Kaplan is likely best known across the country today for her representation of E. Jean Carroll — including her deposition of Donald Trump in connection with that case. She is also a key litigator for LGBTQ rights, having been Edie Windsor’s lawyer in Windsor’s successful challenge to the Defense of Marriage Act. She also has worked on several other important cases addressing LGBTQ issues throughout her career, both before and since United States v. Windsor. (I most recently mentioned Kaplan’s LGBTQ representation in connection with the settlement in Florida over the Parental Rights in Education Act, aka, the “Don’t Say Gay” law.)
We talked on Friday, when she was back in the Buckeye State, for her take on The Law Dork Nine.
1. How do you wish to be identified for this?
Robbie.

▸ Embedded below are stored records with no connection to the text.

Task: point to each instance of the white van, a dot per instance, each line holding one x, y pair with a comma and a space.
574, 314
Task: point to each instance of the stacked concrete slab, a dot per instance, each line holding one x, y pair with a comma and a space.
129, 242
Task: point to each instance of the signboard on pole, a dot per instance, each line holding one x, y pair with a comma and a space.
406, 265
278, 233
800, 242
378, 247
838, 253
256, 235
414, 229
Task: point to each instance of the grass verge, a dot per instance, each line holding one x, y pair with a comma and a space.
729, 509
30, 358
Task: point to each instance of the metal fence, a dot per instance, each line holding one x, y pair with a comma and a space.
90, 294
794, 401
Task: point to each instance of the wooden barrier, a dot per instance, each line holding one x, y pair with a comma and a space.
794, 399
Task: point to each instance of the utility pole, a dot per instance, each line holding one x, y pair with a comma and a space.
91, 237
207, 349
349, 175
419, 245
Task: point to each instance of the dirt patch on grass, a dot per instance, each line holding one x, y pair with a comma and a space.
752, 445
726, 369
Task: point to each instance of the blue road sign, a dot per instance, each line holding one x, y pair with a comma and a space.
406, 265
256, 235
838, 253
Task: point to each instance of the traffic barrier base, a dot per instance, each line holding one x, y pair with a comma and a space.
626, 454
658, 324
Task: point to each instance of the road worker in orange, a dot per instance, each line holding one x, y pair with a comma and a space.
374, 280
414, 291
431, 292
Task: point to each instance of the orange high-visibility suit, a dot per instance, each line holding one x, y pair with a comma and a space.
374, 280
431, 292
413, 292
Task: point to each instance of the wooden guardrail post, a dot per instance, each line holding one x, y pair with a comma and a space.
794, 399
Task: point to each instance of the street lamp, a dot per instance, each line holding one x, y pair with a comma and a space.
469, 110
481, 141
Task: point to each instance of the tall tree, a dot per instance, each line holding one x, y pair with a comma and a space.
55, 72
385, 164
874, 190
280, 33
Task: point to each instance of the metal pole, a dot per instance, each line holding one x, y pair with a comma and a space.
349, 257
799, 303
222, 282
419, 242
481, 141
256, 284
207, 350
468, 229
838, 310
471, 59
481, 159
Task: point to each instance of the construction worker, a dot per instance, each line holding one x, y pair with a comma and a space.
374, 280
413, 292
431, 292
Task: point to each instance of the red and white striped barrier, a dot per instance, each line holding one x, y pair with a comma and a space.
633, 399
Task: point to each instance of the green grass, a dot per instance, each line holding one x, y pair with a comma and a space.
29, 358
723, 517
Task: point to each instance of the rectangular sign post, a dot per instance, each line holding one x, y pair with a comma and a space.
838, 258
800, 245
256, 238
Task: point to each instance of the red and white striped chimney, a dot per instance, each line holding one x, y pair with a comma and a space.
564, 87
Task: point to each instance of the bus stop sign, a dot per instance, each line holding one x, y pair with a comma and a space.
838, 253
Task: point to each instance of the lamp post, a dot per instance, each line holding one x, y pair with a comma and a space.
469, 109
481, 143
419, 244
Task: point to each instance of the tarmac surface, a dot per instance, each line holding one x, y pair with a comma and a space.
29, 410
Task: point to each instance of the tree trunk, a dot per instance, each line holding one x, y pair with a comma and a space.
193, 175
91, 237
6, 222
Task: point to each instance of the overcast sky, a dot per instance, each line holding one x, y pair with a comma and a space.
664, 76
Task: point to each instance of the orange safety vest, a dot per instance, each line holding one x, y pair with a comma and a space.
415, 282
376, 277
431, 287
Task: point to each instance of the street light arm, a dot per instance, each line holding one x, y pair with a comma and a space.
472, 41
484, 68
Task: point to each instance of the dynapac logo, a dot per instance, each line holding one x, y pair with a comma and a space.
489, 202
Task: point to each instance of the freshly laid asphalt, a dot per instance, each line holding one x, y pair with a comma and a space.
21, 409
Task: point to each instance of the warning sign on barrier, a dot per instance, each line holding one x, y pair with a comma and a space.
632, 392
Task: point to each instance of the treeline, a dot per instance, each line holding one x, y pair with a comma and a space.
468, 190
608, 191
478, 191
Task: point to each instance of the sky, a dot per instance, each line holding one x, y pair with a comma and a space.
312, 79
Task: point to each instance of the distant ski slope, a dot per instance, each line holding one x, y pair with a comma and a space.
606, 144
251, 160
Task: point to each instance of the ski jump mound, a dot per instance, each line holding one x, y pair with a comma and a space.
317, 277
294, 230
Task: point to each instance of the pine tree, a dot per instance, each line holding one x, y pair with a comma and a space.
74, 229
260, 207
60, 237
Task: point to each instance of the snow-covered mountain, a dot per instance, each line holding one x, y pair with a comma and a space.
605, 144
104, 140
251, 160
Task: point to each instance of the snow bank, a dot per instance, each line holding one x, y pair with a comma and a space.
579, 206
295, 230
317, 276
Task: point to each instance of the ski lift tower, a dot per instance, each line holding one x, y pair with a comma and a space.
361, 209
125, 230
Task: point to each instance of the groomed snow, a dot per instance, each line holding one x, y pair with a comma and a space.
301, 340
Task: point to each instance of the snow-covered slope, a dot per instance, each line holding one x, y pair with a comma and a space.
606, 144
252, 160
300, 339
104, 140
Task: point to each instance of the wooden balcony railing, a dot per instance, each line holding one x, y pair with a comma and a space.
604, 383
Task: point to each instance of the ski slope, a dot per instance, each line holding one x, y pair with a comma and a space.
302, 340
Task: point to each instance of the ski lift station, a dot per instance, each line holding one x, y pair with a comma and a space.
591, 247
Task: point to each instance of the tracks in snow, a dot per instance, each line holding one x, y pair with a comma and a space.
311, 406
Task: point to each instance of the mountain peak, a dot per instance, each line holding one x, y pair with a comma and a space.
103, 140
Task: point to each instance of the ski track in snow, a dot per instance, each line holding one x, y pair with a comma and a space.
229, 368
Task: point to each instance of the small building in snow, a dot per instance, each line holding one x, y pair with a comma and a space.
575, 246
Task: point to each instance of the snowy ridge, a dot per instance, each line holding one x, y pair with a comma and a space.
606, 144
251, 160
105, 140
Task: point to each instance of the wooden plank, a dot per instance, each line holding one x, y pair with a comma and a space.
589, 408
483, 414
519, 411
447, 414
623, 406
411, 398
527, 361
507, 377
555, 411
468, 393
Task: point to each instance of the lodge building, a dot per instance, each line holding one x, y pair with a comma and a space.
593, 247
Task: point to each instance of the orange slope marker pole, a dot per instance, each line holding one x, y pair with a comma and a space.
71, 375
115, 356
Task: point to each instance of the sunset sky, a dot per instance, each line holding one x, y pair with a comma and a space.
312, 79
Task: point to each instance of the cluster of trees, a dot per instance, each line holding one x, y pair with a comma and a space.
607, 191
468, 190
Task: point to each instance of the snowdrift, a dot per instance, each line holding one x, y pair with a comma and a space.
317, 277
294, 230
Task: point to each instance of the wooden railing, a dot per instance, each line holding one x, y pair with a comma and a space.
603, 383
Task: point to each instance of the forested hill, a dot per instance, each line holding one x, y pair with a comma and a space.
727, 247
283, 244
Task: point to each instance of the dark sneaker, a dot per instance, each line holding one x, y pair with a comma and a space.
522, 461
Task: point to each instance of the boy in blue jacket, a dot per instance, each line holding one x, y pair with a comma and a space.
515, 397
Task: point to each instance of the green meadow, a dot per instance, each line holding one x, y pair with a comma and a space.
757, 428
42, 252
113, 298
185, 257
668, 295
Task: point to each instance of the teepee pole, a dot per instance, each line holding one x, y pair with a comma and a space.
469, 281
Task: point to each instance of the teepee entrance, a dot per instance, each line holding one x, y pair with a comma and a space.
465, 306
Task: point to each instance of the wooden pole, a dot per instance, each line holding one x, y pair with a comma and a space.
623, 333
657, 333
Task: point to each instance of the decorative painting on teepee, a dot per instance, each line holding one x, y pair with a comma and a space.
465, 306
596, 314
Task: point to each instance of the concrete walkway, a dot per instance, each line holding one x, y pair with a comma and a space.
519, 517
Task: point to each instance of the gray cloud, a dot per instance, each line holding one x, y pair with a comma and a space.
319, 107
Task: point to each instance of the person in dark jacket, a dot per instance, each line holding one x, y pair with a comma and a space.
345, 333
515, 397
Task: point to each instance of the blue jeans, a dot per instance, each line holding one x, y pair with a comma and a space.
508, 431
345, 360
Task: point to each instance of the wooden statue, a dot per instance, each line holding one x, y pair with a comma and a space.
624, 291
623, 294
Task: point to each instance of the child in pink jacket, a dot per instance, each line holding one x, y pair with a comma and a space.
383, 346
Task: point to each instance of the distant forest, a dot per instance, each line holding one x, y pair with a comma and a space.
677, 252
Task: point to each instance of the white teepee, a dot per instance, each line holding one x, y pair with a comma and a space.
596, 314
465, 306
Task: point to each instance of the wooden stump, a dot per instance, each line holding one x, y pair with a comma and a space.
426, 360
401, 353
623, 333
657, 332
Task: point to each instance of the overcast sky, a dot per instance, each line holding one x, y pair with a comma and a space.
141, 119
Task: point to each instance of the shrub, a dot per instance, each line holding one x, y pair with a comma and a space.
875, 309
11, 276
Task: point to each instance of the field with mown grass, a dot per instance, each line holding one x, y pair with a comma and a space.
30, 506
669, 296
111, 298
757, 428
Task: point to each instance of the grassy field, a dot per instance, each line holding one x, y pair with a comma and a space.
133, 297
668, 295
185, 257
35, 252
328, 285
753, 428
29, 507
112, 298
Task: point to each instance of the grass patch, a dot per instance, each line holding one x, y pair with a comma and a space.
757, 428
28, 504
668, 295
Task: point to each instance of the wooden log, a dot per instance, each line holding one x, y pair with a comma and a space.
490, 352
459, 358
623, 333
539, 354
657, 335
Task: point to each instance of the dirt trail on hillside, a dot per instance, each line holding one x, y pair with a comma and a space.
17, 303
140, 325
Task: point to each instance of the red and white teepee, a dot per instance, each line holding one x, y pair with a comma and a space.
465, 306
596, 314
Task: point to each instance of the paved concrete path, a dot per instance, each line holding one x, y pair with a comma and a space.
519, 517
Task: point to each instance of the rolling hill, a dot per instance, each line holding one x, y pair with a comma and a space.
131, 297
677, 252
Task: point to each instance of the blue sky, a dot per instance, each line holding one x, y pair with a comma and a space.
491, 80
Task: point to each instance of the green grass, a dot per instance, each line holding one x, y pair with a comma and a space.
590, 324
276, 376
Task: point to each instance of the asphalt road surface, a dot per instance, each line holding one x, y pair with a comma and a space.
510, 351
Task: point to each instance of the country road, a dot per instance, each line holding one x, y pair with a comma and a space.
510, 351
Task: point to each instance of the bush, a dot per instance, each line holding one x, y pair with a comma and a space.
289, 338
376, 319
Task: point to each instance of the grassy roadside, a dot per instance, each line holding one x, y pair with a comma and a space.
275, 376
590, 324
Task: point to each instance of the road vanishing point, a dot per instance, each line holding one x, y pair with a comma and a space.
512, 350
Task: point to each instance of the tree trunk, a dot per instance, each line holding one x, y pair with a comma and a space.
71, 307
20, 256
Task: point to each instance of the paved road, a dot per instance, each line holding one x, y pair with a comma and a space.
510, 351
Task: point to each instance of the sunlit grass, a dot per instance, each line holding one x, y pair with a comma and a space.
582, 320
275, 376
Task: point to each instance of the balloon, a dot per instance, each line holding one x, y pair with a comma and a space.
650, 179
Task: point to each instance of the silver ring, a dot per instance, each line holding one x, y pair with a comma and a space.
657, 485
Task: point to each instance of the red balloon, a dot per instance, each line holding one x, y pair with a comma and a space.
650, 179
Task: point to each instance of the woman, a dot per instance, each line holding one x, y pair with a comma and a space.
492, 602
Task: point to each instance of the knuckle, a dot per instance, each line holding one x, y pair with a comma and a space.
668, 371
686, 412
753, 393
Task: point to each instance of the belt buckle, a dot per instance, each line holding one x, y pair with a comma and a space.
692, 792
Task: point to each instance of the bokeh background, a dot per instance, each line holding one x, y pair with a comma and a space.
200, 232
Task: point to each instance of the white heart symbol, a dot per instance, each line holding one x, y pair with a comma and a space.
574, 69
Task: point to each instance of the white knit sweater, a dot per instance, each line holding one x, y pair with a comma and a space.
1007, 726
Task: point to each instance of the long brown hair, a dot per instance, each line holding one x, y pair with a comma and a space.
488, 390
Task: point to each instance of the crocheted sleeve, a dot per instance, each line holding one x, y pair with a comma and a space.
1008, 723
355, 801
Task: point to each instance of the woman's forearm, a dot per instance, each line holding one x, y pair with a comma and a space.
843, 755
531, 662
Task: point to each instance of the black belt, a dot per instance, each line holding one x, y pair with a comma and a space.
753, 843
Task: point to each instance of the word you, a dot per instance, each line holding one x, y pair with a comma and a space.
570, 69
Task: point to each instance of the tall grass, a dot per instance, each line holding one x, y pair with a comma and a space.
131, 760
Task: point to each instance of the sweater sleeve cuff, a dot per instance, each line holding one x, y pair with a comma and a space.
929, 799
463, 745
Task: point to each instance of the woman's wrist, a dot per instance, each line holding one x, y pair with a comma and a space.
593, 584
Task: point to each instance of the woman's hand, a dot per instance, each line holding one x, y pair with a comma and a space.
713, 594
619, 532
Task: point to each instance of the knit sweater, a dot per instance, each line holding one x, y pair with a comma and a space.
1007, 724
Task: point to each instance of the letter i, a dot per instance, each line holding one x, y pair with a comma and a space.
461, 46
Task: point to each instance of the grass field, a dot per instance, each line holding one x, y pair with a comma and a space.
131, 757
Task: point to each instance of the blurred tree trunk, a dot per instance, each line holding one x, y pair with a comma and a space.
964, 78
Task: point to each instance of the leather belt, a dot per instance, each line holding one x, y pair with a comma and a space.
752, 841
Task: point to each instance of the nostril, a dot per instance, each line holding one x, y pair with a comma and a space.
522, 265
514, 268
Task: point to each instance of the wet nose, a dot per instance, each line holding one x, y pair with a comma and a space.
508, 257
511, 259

Definitely Robbie.
2. What is your work?
I am a lawyer by trade. And I, in 2017, I started a law firm called Kaplan Hecker & Fink.
3. How does your work relate to the law?
A lot of people ask me that question all the time. I like to think, because I think it's true, that what we do for a living in our law firm is that we represent clients in legal disputes, citing law, and that we're always right. Our clients are always right. Judges might not always agree with that, but that’s our sense of it.
4. What job or experience that you've had has most shaped your worldview?
This one’s a little more serious. For me, believe it or not, it was a semester I spent in Moscow, my junior year in college — a very, very long time ago. A little bit of context, that was the spring of 1987, glasnost had been announced as an official policy by Gorbachev who was the head of the Russian government — actually, the Soviet government, but it really hadn't changed much, all kinds of remnants of the old stuff, the Soviet Communist, totalitarian system persisted.